Dengan canggung, Indah mulai melepas pakaiannya satu per satu. Kemudian ia menutupi tubuhnya dengan kain putih tadi, sembarangan saja. Kemudian Fidelya membantu merapikannya. Indah risi. Ia jadi tidak leluasa bergerak.

"Namanya juga baru pertama. Lama-lama juga terbiasa, kok."

Indah memandangi tubuhnya dalam balutan kain putih. Sungguh, ia tidak nyaman. Fidelya masih membantu merapikan ujung-ujungnya, ketika Indah tiba-tiba teringat sesuatu.

"Kenapa kamu berniat bunuh diri?"

Pertanyaan spontan itu membuat segenap aktivitas Fidelya terhenti. Ia bangkit dari posisi jongkok, kemudian menatap manik mata Indah sesaat, sebelum tatapan berkaca-kaca itu dilempar ke luar jendela. Saat kedua tangannya mencengkeram tepi bawah jendela, tahu-tahu air matanya sudah meruah.

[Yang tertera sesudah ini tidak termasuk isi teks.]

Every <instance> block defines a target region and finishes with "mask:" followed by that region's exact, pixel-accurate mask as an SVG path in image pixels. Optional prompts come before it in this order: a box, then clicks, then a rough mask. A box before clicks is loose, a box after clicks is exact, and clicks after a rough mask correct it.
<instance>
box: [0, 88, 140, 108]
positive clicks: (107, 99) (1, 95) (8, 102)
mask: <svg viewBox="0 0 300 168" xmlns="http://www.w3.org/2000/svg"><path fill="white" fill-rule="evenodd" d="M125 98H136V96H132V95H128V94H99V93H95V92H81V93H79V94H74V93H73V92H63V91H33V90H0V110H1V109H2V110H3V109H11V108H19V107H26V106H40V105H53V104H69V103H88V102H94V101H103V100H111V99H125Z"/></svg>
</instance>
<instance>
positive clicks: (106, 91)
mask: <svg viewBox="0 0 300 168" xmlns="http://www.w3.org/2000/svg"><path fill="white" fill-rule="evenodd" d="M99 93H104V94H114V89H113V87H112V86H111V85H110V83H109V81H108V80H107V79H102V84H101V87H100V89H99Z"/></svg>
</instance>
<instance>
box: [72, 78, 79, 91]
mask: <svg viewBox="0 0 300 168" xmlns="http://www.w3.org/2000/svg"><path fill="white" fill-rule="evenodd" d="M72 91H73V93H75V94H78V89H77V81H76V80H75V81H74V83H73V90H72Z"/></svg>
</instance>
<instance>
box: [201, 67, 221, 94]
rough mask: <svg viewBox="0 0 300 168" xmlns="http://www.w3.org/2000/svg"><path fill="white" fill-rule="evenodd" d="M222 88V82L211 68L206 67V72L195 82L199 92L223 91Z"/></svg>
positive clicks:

Menyadari hal itu, Indah jadi merasa bersalah.

"Maaf jika pertanyaanku salah. Tidak usah dijawab."

***


Sementara itu, di sebuah ruangan rahasia dalam gubuknya, Nenek Waruga terpaku menatap sesuatu di sana. Dugaan-dugaan entah apa berkelebat di benaknya. Hal itu dipicu oleh sebuah keajaiban tadi malam, sesuatu yang sudah sangat lama dinantikannya. Kemudian disusul dengan kemunculan Indah dengan cara berpakaian yang tidak biasa. Ada yang lebih mengejutkan, cincin naga berkepala manusia yang dikenakan Indah. Melihat benda mungil itu, Nenek Waruga setengah mati menyembunyikan keterkejutannya. Meski raut wajahnya berhasil disamarkan, jantungnya tetap bereaksi lebih.

Nenek Waruga masih memandang lamat-lamat sesuatu dalam ruangan itu. Banyak hal terproses di benaknya. Berusaha saling terangkai, berusaha membuat kesimpulan. Meski sebenarnya sudah yakin, Nenek Waruga tidak ingin gegabah. Ia harus mencerna baik-baik apa yang telah terjadi, pun kemungkinan selanjutnya.

***


Malam pertama Indah di gubuk itu, di sebuah pulau asing dengan segenap keanehannya. Mereka sedang makan malam, duduk mengitari meja bundar yang terbuat dari potongan batang pohon yang masih menampakkan corak aslinya. Potongan kayu dengan ketebalan hampir sejengkal itu pasti berasal dari pohon raksasa, tebak Indah!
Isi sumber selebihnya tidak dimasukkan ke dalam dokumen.